La piscina fue también una clave de bóveda de la formación de los más jóvenes, siempre entre los objetivos del Judizmendi; desde aquellos que tan solo querían quitarle el miedo al agua y aprender a dar unas brazadas hasta los que estaban llamados a mejorar las marcas fijadas en los años anteriores en libres o en braza, en espalda, en mariposa o en estilos. Desde el club se señala que a lo largo de su historia han formado a más de medio centenar de miles de personas; de ellas, millares se mojaron por primera vez en San Prudencio.
¿Por qué unas instalaciones situadas tan a mano de los vitorianos resistieron apenas unos pocos años? “A finales de los años sesenta, sin haberse cumplido todavía una década desde que se inauguró la piscina cubierta, aparecieron las primeras muestras de insatisfacción provocadas por las limitaciones del complejo”, relata Arcediano. Las razones para este descontento del público eran varias y variadas. “Por ellas pasaban diariamente cerca del medio millar de personas para practicar la natación; sin embargo, la capacidad de sus vestuarios no daba para más de ciento cincuenta plazas”, abunda. Un documento que guarda la Fundación Sancho el Sabio refuerza estas afirmaciones: “En 1976, el alto coste de mantenimiento y la insuficiencia de espacio para absorber la demanda de usuarios aconsejaron su abandono”. La despedida se celebró por todo lo alto. En una jornada para la historia de la natación alavesa, desfilaron los nadadores que se habían entrenado en las aguas de San Prudencio, se sacaron los cronos para medir los tiempos en una prueba de relevos y más tarde, ya de noche, se dejaron caer por el restaurante Achuri para poner el broche de oro a la cita. “Lo traumático que resultó en anteriores ocasiones el cierre de otras piscinas, ahora no hace mella en la moral del colectivo del Judizmendi. Sabían que sus planes de futuro estaban a buen recaudo con la Caja Provincial a la espera de la apertura de las nuevas instalaciones”, zanja un Arcediano convencido de que los veinticinco metros de piscina de la calle San Prudencio habían dado de sí todo lo que tenían que dar.
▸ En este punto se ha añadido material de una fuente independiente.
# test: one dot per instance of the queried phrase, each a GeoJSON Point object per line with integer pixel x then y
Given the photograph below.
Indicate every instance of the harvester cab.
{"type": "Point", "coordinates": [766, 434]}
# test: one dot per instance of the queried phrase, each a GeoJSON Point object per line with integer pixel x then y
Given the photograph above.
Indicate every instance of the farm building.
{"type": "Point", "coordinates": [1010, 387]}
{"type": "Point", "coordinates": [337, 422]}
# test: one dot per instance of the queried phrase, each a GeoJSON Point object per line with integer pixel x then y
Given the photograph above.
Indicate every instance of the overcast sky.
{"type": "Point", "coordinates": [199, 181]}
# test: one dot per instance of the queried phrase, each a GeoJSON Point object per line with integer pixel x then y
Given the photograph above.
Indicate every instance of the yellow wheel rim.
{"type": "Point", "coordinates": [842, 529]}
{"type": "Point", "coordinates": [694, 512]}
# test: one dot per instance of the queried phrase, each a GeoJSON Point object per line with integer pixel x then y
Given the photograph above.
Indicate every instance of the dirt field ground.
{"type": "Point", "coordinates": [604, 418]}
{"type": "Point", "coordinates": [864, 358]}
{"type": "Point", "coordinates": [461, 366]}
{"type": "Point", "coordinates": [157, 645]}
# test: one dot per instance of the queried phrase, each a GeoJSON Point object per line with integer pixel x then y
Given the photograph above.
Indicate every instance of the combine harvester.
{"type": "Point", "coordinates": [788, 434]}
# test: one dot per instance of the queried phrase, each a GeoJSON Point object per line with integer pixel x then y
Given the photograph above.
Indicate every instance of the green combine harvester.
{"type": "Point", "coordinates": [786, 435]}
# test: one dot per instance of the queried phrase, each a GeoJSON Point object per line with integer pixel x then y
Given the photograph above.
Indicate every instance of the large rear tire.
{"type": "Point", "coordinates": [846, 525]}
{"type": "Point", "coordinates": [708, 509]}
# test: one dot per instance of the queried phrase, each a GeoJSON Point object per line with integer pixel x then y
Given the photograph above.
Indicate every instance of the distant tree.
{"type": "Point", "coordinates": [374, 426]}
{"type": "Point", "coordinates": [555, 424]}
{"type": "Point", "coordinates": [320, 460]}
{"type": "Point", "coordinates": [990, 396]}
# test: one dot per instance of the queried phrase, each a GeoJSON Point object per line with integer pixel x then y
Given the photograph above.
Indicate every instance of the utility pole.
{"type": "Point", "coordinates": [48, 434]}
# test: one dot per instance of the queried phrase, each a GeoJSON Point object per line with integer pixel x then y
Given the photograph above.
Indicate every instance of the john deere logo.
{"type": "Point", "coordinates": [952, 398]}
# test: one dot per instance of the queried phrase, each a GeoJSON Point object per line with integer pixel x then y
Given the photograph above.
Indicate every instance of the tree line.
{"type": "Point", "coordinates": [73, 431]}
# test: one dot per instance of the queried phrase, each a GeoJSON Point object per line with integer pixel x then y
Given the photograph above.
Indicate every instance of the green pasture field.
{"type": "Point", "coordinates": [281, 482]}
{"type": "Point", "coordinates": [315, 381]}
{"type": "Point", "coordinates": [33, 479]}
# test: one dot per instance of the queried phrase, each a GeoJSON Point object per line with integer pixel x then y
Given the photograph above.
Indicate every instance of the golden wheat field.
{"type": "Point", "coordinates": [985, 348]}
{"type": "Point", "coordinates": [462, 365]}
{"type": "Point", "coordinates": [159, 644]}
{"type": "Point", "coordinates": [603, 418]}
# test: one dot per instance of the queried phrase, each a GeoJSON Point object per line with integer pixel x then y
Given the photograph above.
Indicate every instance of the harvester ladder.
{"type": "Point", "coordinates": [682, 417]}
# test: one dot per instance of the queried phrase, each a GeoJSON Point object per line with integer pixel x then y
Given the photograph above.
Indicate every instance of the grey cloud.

Es 2021 y han transcurrido ya 45 años desde que se desaguaron las piscinas de San Prudencio. Desde las ventanas de las viviendas que dan al interior, todavía se aciertan a dibujar, a entrever, las calles de la piscina; las corcheras que las delimitan y los poyetes que las encabezan; los pingüinos y las porterías de waterpolo. Allí, en pleno centro de la ciudad, nadaron, no hace todavía ni medio siglo, cientos de vitorianos. Son unas piscinas que ahora han quedado relegadas a ser un secreto más, uno de los muchos que esconde la calle San Prudencio.